In April, centre-left President Alberto Fernandez announced he would not seek reelection, after a four-year term that spanned the COVID-19 pandemic, skyrocketing inflation and numerous scandals, including a spat with the Supreme Court.

That decision has put the presidency up for grabs, and Sunday’s primaries will narrow the slate of hopefuls. Economy Minister Sergio Massa, a centrist, is leading the race to replace Fernandez as the candidate for the governing Peronist coalition, now called “Union por la Patria” or “Union for the Homeland”.

But if Massa wins the nomination, he will face stiff competition from the conservative opposition bloc, called “Juntos por el Cambio” or “Together for Change”.

Two main contenders are seeking to emerge as the conservative candidate on Sunday: former Security Minister Patricia Bullrich and the more moderate Horacio Rodríguez Larreta, who serves as mayor of the capital city Buenos Aires.

Then there is the libertarian dark horse, economist Javier Milei, who is seen as riding a crest of discontent with the two main political coalitions.

A pollster for the research firm Opina Argentina told the Reuters news agency that the conservative bloc and the Peronist coalition were drawing similar levels of support, between 28 and 35 percent, with the conservatives hanging on to a slight edge.

But Milei could pull off an upset, with opinion polls placing his support at 20 percent.

Killing pauses final campaign stops

While inflation and rising poverty have taken centre stage in the election, the killing of an 11-year-old girl this week has put concerns about crime in the spotlight as well.

Morena Domínguez died on Wednesday after she was assaulted and robbed on her way to school in Lanús, a city just south of Buenos Aires. Video showed two men on a motorbike snatching her backpack. Domínguez fell to the ground and later passed away at a hospital, with media reports indicating she had suffered a fatal blow to her liver.

Argentina has one of the lowest homicide rates in South America, but the killing has shocked the country, leading high-profile candidates — including Massa, Rodríguez Larreta and Bullrich — to call off their final campaign rallies.

Bullrich, who has pushed for tough-on-crime measures, took to social media to call for action following Domínguez’s death. “We can’t keep living with so much anguish and fear,” she wrote.

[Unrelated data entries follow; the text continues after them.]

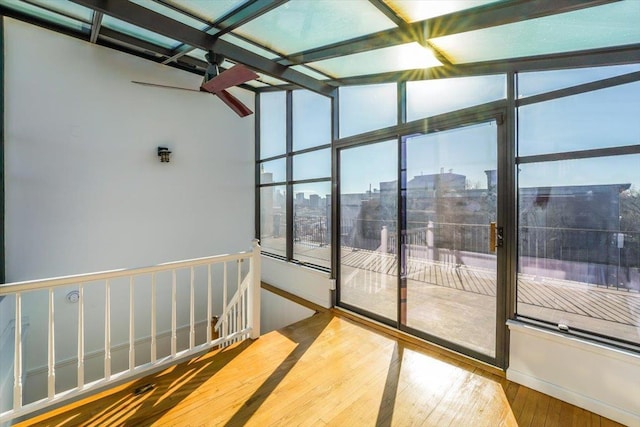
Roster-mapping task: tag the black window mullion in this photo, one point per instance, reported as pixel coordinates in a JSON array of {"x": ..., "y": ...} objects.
[
  {"x": 289, "y": 136},
  {"x": 257, "y": 173}
]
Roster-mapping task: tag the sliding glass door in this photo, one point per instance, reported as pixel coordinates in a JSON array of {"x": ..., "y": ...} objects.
[
  {"x": 368, "y": 226},
  {"x": 449, "y": 236},
  {"x": 420, "y": 235}
]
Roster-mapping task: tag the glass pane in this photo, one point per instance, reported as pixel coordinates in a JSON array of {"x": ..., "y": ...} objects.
[
  {"x": 311, "y": 226},
  {"x": 273, "y": 171},
  {"x": 365, "y": 108},
  {"x": 172, "y": 13},
  {"x": 431, "y": 97},
  {"x": 273, "y": 124},
  {"x": 139, "y": 33},
  {"x": 450, "y": 269},
  {"x": 412, "y": 10},
  {"x": 210, "y": 11},
  {"x": 316, "y": 164},
  {"x": 368, "y": 224},
  {"x": 545, "y": 81},
  {"x": 273, "y": 219},
  {"x": 614, "y": 24},
  {"x": 311, "y": 120},
  {"x": 579, "y": 244},
  {"x": 408, "y": 56},
  {"x": 46, "y": 15},
  {"x": 599, "y": 119},
  {"x": 304, "y": 24}
]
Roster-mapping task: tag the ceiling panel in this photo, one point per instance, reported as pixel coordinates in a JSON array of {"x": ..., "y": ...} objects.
[
  {"x": 612, "y": 24},
  {"x": 140, "y": 33},
  {"x": 412, "y": 10},
  {"x": 210, "y": 11},
  {"x": 309, "y": 72},
  {"x": 172, "y": 13},
  {"x": 71, "y": 16},
  {"x": 305, "y": 24},
  {"x": 249, "y": 46},
  {"x": 537, "y": 82},
  {"x": 395, "y": 58}
]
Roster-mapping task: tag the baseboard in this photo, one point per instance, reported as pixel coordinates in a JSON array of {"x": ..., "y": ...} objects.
[{"x": 570, "y": 396}]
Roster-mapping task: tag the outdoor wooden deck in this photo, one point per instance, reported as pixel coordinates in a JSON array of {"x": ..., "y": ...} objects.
[{"x": 575, "y": 302}]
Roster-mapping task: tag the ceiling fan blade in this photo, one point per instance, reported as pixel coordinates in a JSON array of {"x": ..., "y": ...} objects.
[
  {"x": 164, "y": 86},
  {"x": 233, "y": 76},
  {"x": 234, "y": 103}
]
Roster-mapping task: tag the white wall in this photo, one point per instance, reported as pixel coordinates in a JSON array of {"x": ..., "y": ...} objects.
[
  {"x": 598, "y": 378},
  {"x": 307, "y": 283},
  {"x": 84, "y": 188},
  {"x": 277, "y": 312}
]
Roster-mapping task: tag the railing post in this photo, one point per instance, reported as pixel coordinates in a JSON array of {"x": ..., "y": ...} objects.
[
  {"x": 254, "y": 290},
  {"x": 384, "y": 236}
]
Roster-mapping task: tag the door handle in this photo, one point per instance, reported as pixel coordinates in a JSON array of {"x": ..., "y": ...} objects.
[{"x": 496, "y": 236}]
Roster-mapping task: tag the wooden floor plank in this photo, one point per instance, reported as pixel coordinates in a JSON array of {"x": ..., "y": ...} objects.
[{"x": 325, "y": 370}]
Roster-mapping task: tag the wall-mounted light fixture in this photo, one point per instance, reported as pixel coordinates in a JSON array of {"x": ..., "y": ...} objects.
[{"x": 164, "y": 153}]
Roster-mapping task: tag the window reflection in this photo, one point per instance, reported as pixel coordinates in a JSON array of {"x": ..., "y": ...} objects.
[
  {"x": 579, "y": 244},
  {"x": 311, "y": 223}
]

But the 11-year-old’s killing has also stoked anti-government sentiment in the lead-up to the primaries. In the wake of the incident, a group of demonstrators pelted police in Lanús with stones and chanted, “Don’t vote! Don’t vote!”

“We are tired of promises,” resident Rosa Ybarrolla told the news outlet AFP. “Because when their speeches are made, they are beautiful. They promise you security. They promise you work. They promise you everything, but then nothing happens.”

Domínguez’s mother Maria also told the news outlet, “Does a child have to die for there to be security?”